If you expect to have 'deep meaningful' conversations at the school gate, the supermarket checkout, walking your dog etc etc you are bound to be disappointed! I doubt many people have the energy for it.

cerealqueen · 06/04/2014 23:05

YABU. Unless you approach every occasion when you might meet people that way. If you don't, then why is the school run any different?

Be yourself, chat if you feel like it, don't if you don't.

Preciousbane · 06/04/2014 23:28

This reply has been deleted

Message withdrawn at poster's request.

TheLadyRadishes · 06/04/2014 23:51

I really don't expect to, I just said "I wish"! because I'm crap at small talk and prefer other stuff.

WynkenBlynkenandNod · 07/04/2014 00:09

I've made some lovely friends through the school gates who i would be lost without. My children went to different first schools just a few hundred yards apart though and I did find one of the playgrounds a bit stressful to go to so can see why there are differing experiences on here .

There will always be people who thrive on drama and bitching but I've found ignoring them and focusing on the many lovely people out there works well for me.

LibraryMum8 · 07/04/2014 04:49

So glad I'm not the only one! I'm another no friends from the school run. Now that ds is out of primary I cannot tell you what a relief it is to not do the gate any more. Now we just park and the dc walk to their vehicle. Now I can be antisocial in an acceptable way! Grin

PandasAreDumb · 07/04/2014 05:36

I've made a few friends on the school run with my eldest. I had him when I was in school, didnt go to baby groups and therefore none of my other friends have DC, so it's been helpful and I think we're fairly close, I've been there for one of my friends through her being sectioned and coping with illness and all of that, so I think we are real friends who just happened to meet on the school run, rather than being specifically school gate friends.

Barbaralovesroger · 07/04/2014 08:46

There's a lovely wise supportive friendship group at my child's school gates. We socialise a lot and there's little bitching.

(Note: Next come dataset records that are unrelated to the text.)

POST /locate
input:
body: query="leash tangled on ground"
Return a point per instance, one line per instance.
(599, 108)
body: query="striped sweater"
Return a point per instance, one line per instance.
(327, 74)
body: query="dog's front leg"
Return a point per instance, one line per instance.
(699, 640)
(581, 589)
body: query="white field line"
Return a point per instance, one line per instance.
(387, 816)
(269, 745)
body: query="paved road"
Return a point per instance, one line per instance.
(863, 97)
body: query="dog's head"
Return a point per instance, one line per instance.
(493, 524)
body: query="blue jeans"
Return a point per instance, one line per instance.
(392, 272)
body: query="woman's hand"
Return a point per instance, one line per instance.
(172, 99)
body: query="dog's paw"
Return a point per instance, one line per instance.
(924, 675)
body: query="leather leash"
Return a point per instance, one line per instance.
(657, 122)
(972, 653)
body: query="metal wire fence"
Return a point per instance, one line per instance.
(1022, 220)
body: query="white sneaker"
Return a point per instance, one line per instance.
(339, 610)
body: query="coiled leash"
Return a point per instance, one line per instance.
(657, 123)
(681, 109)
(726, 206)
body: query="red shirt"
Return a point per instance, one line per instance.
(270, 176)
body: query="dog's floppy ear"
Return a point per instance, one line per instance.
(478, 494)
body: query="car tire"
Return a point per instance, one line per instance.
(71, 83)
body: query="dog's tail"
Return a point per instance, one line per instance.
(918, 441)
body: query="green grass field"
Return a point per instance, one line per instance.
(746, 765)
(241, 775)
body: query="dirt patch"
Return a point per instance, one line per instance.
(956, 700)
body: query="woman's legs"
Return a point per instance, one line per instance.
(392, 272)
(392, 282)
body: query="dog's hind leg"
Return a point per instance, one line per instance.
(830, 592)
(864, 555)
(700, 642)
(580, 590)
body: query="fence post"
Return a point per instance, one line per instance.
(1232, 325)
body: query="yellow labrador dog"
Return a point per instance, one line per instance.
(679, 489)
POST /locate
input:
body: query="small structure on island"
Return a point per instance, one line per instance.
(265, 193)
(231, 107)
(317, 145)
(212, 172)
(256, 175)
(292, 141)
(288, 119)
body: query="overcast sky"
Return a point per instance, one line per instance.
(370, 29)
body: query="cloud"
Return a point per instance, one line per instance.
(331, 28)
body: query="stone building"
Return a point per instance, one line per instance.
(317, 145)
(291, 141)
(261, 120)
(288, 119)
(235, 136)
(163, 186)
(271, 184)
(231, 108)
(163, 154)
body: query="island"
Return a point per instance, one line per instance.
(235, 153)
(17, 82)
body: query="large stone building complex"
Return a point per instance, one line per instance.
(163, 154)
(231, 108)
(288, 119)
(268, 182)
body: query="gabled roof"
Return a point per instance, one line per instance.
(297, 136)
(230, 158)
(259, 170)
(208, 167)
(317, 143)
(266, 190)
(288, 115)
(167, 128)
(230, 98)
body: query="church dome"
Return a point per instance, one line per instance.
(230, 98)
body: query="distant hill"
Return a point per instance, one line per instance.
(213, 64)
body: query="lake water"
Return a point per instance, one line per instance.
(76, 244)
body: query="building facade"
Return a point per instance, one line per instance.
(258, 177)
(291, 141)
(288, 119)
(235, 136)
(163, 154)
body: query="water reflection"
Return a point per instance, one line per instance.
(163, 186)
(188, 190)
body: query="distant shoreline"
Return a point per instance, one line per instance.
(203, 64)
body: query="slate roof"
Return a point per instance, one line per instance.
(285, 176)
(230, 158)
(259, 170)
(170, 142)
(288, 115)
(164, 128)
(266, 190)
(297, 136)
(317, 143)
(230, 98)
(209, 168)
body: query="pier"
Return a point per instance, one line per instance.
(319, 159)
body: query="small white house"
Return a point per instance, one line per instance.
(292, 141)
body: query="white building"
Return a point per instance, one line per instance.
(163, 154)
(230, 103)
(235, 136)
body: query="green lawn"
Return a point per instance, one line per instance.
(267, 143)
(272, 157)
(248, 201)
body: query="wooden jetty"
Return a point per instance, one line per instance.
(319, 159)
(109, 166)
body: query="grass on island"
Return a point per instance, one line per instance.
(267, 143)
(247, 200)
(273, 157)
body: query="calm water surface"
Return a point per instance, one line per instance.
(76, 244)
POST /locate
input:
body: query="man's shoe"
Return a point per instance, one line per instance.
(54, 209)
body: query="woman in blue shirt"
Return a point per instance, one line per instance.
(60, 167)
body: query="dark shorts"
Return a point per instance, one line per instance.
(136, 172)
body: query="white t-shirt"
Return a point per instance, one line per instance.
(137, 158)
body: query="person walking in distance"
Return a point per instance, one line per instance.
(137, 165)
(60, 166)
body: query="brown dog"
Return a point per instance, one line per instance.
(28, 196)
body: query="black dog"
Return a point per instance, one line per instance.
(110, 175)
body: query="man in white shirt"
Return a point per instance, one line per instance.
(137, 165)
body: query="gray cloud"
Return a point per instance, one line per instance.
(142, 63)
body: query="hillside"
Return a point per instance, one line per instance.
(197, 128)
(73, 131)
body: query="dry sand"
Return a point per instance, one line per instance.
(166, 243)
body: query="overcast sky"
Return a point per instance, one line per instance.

Just nice normal women.

motherinferior · 07/04/2014 12:51

Another school gate fan here. I've met lovely, intelligent interesting people who have become firm and lasting friends, including after our kids have left the school.

I find it both sad and baffling when people go on about how it's a horror-zone full of cliques, trivia and bitching.

FunLovinBunster · 07/04/2014 18:01

I've met some fantastic witty,intelligent fun people at the school gate
I have met some really awful people too. The difficulty comes when the awful people are your DCs classmates parents, so you are "stuck" with them....

goldenlilliesdaffodillies · 11/07/2014 09:35

I would have loved to meet some new friends at my children's school. However after 5 years of trying I have come to the conclusion that it is now time to give up and stop going to all the Class Rep things.

It's a Prep School. I am afraid it is very cliquey to the point where the cliquey mums literally turn their backs on you and stand in huddles, whisper and ignore you when you say "hello". However when you are useful to them (ie want you to look after their children) they then act as if you are their best friend. After this it goes back to being blanked again.

I heard the same group of mums being really nasty about a new mum. It was shocking how vicious they were about her. The Dad's generally seem friendly though.

I have a couple of friends there and we help each other out. They are also not included in the clique.

Having worked in many schools I appreciate not all schools and parents are like this. This is just my experience in this particular school.

CrystalSkulls · 11/07/2014 09:51

This reply has been deleted

Message withdrawn at poster's request.

DustyCropHopper · 11/07/2014 10:01

From my point of view yab a bit u. I have met one of my now closest friends at the school gates. We met at the start of Reception and our eldest are coming to the end of year 3. That said, in ds2's year I have seen some awful behaviour amongst parents that would say yanbu so I tend to keep myself to myself with most parents there.
I am always polite to whoever and smile and say hello. Manners cost nothing in that respect.